Let me denote by $ E_c := \{ f \le c\}$ the sub-level set at height $ c$ . I have been asked to show that the sub-level sets are homothetic and indeed I have proved that $ E_c = cE_1$ for every $ c>0$ . Now, assuming that $ f$ is also of class $ C^2(\mathbb R^n)$ , I have to investigate the validity of the following equivalence:

(A) The set $ E_1$ is strictly convex;

(B) There exists $ s>0$ such that $ $ \nabla^2 f[x] (z,z) \ge s \vert z – (z\cdot x)x \vert^2 $ $ for every $ x,z \in \mathbb R^n$ .

Q. Is it true that (A) iff (B)?

I have no idea on how to face the question, and I am looking for some intuition behind condition (B). What is it actually saying? How could it be related to sub-level sets?
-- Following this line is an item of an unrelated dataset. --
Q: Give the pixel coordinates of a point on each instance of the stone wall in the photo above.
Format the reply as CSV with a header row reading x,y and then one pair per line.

ADDENDUM: I think I got some intuition behind condition (B). If I am not wrong that should be a uniform bound (from below) on the Gaussian curvature of the level set $ \{f=1\}$ (assuming that all points are regular, i.e. $ \vert \nabla f \vert \ne 0$ ). This is an easy consequence of the formula contained in this page. Do you agree on this consideration? Now the question becomes: how is it possible to relate a bound on the Gaussian curvature of the level set $ \{f=1\}$ with its convexity?